Documentation gaps are endemic in legacy estates.

AI agents can automatically produce:

  • System overviews
  • Runbooks
  • Support guides
  • API usage documentation
  • Operational procedures

This shifts documentation from an afterthought to a generated asset of the reverse-engineering process.


9. Additional High-Value Use Cases

Beyond direct migration, multimodal legacy analysis enables:

Compliance auditing

Agents can detect:

  • Data retention violations
  • Access control weaknesses
  • Encryption gaps

Licensing risk analysis

Identifying dependencies on:

  • Oracle
  • IBM
  • Proprietary runtimes

Supporting cost-reduction strategies.

Performance bottleneck discovery

Analysing:

  • Query inefficiencies
  • Batch processing delays
  • Concurrency conflicts

Integration mapping

Documenting undocumented interfaces between:

  • Internal systems
  • Third-party vendors
  • Government platforms

10. Delivery Model Transformation

Traditional legacy replacement programmes follow a sequence:

  1. Discovery
  2. Documentation
  3. Design
  4. Build
  5. Test

Agentic workflows compress phases 1–3 into parallel, automated processes.

This yields:

  • Shorter mobilisation timelines
  • Reduced consultancy cost
  • Faster architectural convergence

In some cases, single-team or even single-engineer rebuild spikes become viable where large programmes were previously assumed necessary.


Conclusion

Legacy migration is no longer constrained to code translation.
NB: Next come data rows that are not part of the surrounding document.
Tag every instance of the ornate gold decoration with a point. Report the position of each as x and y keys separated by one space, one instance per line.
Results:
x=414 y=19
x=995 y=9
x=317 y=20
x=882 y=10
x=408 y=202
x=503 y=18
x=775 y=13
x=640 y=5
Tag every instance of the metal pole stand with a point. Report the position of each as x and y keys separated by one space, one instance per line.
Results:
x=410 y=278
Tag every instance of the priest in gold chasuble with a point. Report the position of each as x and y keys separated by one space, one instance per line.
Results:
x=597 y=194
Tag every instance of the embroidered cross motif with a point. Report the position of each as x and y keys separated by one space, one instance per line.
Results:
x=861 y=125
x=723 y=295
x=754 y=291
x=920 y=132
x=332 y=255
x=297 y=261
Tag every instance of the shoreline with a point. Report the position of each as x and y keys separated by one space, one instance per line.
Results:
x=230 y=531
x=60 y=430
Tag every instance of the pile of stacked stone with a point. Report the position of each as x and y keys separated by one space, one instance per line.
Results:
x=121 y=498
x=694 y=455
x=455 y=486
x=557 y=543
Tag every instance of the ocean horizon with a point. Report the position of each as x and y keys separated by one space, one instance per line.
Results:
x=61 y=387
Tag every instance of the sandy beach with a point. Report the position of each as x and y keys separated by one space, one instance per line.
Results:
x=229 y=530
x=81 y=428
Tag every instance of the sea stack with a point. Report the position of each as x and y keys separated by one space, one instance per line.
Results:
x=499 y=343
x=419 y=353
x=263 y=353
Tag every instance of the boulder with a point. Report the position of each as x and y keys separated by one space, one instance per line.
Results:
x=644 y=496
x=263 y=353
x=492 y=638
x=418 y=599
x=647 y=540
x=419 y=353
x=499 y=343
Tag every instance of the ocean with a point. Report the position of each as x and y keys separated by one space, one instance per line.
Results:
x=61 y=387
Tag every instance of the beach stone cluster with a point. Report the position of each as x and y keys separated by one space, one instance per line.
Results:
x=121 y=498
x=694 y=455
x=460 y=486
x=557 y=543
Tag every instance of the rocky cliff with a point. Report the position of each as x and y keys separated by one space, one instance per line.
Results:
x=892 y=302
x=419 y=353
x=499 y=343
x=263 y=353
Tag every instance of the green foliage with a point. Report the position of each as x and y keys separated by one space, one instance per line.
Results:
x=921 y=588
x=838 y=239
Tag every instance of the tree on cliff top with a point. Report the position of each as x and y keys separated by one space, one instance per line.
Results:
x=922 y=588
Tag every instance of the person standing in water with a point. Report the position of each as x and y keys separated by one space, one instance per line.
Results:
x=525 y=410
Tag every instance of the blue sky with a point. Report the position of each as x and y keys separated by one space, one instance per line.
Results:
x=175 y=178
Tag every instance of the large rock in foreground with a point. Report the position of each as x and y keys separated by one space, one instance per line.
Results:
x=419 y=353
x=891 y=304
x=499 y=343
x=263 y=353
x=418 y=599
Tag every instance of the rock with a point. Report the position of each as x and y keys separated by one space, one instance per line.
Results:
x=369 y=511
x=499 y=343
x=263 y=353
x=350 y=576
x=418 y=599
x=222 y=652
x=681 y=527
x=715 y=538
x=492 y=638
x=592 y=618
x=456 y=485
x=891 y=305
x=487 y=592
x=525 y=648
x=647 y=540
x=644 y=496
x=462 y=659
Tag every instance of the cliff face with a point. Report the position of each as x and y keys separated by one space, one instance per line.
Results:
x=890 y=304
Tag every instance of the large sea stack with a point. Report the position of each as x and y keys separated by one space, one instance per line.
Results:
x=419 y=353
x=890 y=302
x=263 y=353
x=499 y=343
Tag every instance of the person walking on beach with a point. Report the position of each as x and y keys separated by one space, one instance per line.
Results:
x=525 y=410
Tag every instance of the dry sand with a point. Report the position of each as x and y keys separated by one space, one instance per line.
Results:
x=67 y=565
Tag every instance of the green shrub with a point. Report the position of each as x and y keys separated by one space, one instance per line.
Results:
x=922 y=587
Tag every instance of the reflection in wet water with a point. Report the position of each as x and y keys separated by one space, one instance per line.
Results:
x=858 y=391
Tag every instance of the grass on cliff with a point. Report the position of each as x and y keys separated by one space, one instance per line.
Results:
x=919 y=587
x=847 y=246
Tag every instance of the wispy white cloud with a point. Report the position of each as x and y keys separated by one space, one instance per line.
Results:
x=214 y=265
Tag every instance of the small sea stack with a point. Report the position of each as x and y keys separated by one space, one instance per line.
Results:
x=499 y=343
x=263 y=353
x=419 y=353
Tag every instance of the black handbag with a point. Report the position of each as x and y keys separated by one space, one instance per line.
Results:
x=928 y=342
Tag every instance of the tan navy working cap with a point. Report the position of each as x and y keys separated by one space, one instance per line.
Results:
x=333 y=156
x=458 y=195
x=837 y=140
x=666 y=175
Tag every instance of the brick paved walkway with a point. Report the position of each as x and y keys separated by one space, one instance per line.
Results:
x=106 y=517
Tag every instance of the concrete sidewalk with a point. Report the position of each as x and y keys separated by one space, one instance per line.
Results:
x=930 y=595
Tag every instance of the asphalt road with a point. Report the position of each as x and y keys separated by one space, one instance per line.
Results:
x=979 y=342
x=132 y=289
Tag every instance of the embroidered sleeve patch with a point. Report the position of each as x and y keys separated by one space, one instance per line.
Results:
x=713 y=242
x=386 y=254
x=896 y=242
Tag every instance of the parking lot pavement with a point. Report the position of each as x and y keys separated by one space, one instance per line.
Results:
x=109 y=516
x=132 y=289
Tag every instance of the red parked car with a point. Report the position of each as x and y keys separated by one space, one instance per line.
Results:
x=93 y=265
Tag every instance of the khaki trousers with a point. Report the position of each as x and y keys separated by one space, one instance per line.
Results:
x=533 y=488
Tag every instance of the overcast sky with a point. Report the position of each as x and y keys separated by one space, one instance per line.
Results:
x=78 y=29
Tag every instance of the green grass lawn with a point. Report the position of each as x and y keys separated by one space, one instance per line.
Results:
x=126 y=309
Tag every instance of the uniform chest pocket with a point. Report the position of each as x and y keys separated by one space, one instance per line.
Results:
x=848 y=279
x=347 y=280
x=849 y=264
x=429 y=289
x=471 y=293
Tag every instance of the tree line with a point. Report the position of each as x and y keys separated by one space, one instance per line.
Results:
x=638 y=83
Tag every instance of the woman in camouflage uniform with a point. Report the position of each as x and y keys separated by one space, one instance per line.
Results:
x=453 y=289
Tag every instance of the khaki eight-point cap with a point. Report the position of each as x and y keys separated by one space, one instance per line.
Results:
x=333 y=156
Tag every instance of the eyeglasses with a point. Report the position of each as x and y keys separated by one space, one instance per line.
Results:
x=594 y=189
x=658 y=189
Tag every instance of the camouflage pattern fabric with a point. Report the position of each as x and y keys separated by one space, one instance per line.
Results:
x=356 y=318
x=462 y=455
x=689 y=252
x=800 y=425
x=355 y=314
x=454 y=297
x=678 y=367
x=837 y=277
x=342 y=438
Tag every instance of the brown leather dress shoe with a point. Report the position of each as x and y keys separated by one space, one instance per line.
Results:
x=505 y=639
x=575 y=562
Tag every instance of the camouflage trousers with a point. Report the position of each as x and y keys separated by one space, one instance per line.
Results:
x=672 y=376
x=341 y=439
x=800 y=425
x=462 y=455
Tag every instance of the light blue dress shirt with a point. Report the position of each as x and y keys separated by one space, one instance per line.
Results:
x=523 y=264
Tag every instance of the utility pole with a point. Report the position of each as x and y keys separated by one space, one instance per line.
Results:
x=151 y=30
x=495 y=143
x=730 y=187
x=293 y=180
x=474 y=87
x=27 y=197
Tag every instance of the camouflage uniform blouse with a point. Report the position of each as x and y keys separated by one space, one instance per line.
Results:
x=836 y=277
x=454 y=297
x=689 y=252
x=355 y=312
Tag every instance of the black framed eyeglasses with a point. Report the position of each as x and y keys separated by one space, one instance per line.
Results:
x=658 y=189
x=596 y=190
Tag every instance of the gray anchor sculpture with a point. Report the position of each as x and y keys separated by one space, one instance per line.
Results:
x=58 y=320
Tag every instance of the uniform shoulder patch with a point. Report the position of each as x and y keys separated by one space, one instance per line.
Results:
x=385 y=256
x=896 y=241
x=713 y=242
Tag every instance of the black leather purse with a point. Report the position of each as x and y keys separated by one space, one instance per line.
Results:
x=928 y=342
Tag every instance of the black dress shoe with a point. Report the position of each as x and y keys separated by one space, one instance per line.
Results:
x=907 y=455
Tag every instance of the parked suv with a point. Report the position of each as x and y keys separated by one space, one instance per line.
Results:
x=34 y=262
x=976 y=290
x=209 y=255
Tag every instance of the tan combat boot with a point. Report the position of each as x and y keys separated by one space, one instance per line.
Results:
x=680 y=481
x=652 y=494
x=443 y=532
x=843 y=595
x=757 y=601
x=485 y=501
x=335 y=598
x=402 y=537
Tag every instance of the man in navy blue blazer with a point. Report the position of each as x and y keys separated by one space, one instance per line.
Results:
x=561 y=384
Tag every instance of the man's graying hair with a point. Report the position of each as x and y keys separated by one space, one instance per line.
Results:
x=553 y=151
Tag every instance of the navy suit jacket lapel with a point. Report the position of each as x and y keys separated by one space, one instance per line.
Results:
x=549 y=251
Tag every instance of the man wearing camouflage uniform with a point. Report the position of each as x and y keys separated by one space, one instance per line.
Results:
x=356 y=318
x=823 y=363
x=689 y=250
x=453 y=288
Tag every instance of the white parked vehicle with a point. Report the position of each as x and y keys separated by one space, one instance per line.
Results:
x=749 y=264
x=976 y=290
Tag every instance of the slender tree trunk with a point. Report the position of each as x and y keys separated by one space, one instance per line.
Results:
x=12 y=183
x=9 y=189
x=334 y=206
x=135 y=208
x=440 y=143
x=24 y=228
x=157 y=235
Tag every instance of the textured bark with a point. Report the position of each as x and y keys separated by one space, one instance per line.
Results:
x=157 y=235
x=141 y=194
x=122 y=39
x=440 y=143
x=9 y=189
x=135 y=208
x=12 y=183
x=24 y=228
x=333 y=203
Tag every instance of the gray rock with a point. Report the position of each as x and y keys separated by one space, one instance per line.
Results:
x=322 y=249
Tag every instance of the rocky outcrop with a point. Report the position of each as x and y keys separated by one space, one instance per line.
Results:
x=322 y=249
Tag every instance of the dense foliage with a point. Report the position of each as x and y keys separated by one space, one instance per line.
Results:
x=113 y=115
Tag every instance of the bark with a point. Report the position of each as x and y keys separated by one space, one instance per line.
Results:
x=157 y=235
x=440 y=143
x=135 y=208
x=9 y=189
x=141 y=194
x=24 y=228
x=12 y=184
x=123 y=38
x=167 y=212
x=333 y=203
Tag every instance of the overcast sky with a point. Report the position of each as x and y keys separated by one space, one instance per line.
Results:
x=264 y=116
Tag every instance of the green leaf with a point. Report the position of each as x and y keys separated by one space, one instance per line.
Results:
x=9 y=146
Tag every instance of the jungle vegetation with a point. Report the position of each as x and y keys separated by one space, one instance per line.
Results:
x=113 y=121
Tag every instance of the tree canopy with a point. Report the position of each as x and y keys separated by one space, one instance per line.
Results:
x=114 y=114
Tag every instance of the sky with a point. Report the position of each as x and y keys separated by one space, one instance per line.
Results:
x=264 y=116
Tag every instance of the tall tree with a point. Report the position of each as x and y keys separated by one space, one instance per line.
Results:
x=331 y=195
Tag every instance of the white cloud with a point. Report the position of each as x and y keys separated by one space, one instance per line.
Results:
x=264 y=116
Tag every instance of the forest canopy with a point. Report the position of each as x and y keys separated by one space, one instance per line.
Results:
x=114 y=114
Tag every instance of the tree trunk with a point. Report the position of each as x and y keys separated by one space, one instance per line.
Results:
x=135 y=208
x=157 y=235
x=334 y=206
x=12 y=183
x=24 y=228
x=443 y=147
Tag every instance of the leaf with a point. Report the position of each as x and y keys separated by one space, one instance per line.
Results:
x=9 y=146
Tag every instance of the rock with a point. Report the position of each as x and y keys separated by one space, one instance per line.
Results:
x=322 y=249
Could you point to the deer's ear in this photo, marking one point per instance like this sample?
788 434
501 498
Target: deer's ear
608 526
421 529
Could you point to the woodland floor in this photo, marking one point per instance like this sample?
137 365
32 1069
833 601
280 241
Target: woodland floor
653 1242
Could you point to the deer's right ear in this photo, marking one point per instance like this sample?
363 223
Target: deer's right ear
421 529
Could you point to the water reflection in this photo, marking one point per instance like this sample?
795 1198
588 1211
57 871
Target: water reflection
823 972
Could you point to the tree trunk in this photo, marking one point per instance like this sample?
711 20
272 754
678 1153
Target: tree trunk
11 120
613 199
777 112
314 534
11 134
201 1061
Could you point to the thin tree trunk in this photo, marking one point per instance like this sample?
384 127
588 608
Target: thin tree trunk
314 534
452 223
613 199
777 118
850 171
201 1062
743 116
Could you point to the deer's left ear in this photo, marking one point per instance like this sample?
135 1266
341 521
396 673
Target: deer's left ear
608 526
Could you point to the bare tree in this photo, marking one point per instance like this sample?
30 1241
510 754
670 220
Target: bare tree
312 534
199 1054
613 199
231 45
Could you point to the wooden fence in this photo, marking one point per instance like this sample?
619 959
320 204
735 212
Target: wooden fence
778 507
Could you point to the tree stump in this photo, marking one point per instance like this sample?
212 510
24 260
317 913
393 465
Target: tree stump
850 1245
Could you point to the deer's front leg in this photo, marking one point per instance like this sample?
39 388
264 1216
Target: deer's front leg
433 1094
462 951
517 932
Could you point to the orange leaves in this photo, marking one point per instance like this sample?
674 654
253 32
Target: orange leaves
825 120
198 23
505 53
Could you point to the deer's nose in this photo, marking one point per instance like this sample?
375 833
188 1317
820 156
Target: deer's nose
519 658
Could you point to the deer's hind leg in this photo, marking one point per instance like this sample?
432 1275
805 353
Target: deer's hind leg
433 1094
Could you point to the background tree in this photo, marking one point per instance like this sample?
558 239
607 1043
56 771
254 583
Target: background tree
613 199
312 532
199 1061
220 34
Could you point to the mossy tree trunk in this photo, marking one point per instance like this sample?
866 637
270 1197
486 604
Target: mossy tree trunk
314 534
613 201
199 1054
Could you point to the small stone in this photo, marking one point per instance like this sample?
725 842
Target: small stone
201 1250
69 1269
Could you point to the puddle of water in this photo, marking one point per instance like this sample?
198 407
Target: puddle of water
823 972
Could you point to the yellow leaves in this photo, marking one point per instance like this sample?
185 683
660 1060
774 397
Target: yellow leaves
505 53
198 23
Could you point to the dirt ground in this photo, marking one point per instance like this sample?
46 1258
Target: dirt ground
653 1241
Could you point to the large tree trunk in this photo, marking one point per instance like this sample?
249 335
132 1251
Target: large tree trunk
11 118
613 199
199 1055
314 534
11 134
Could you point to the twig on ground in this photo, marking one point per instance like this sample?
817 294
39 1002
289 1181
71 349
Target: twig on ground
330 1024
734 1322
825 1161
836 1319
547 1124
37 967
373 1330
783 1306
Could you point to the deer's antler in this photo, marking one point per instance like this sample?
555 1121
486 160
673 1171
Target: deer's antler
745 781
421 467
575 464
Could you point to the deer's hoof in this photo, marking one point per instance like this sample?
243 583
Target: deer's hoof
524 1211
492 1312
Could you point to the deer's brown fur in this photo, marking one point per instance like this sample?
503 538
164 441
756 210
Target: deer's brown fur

With multimodal AI agents, organisations can reverse-engineer entire systems from fragmented artefacts — combining code analysis, UI interpretation, and institutional knowledge capture.

Screenshots become specifications. Conversations become requirements. Database triggers become domain rules.

The result is a materially accelerated path from opaque legacy estates to modern, maintainable platforms — with reduced delivery cost and lower operational risk.

As agent capabilities mature, this approach is likely to evolve from experimental practice into a standard operating model for public sector and enterprise re-platforming initiatives.